Entretanto, montámos uma pequena rede na cobertura do poço, entre dois tubos da estrutura. Há muito que tinha pensado numa rede que servisse para guardar alguns itens que andam sempre soltos no poço, especialmente quando estamos ancorados. Neste momento está suportar as três tábuas da porta do veleiro. Foi feita com a preciosa ajuda da Maria que, de dia para dia, se mostra cada vez mais útil a bordo, apesar de ainda não ter três anos. Desde a montagem da rede até limpar o pó dos armários, a pequena Maria vai-se envolvendo em tudo um pouco e não gosta quando é deixada de lado.

Com o seu entusiasmo, por vezes, extrapola as necessidades das tarefas a realizar, acabando por ser mais um atraso do que uma ajuda. Por isso, tento executar alguns trabalhos quando dorme à tarde ou à noite. Quando descobre que algo foi feito sem que tenha sido requisitada fica indignada. Recentemente tive de concertar uma das canas de pesca, que tinha três anéis partidos há já algum tempo. Ela, que tinha ido à loja comigo para comprar o material (uma das grandes vantagens desta nossa vida é ter a nossa filha, literalmente, 24 horas connosco, partilhando tudo o que fazemos), ficou toda entusiasmada para arranjar a cana de pesca. Como a substituição dos anéis implica o uso de lâminas, produtos químicos, colas tóxicas, entre outros produtos e ferramentas, além de muita paciência, decidi fazê-lo à noite quando ela já dormia. No dia seguinte, quando acordou e deparou com a cana no poço do veleiro – onde ficou a secar durante a noite – chegou mesmo a chorar por eu não a ter deixado ajudar. Em retaliação, recusou-se a comer o pequeno-almoço. Consegui persuadi-la com a promessa de outra tarefa.

Como já estamos em Dezembro, esta semana também fizemos a árvore de Natal. Outra tarefa em que a Maria participou, o que permitiu conclui-la mais rapidamente. Dei-lhe a missão de procurar e desempacotar a árvore e as decorações, que estavam guardadas no paiol de popa, debaixo da cama de casal. A mim coube encontrar uma forma de segurar a pequena árvore, para que não tombe com o adornar do veleiro; instalar os ornamentos eléctricos e colar as decorações de Natal nas paredes.

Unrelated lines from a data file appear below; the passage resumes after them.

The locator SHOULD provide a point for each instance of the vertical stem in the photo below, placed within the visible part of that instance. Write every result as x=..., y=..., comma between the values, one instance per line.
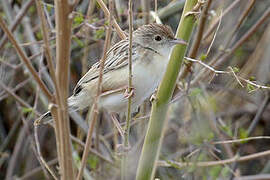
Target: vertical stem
x=128, y=117
x=157, y=123
x=94, y=111
x=60, y=114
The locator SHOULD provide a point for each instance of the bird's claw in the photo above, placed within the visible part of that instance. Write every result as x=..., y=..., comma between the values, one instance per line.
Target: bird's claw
x=127, y=93
x=196, y=9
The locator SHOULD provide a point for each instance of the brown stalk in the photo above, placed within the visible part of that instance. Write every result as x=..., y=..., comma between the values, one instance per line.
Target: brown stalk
x=48, y=55
x=213, y=163
x=114, y=23
x=18, y=99
x=94, y=111
x=240, y=21
x=198, y=38
x=243, y=39
x=25, y=60
x=16, y=22
x=247, y=35
x=212, y=28
x=60, y=114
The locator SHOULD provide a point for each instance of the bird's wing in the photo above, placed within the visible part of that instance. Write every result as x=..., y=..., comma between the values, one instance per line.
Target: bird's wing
x=117, y=57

No ano passado a Maria “viveu” o Natal pela primeira vez (o primeiro Natal passou-o ainda em Macau com apenas um ano de idade) e teve a oportunidade de ver o Pai Natal, ao vivo, em Nova Iorque. A sua primeira experiência não foi muito bem sucedida, pois assustou-se com o senhor de barba branca. Era muito pequenina, ainda não tinha dois anos. Agora, um pouquito mais crescida, já se mostra mais interessada no Natal e no Pai Natal sempre que vê as decorações nas lojas.

Tenho a confessar que o Natal nas Caraíbas não sabe ao mesmo. Para mim Natal sem frio não é bem Natal – eu que fui habituado ao frio da Gândara, em Portugal. Daqui a um ano devemos estar na África do Sul, visto ser esta a época do ano ideal para dobrar o Cabo da Boa Esperança.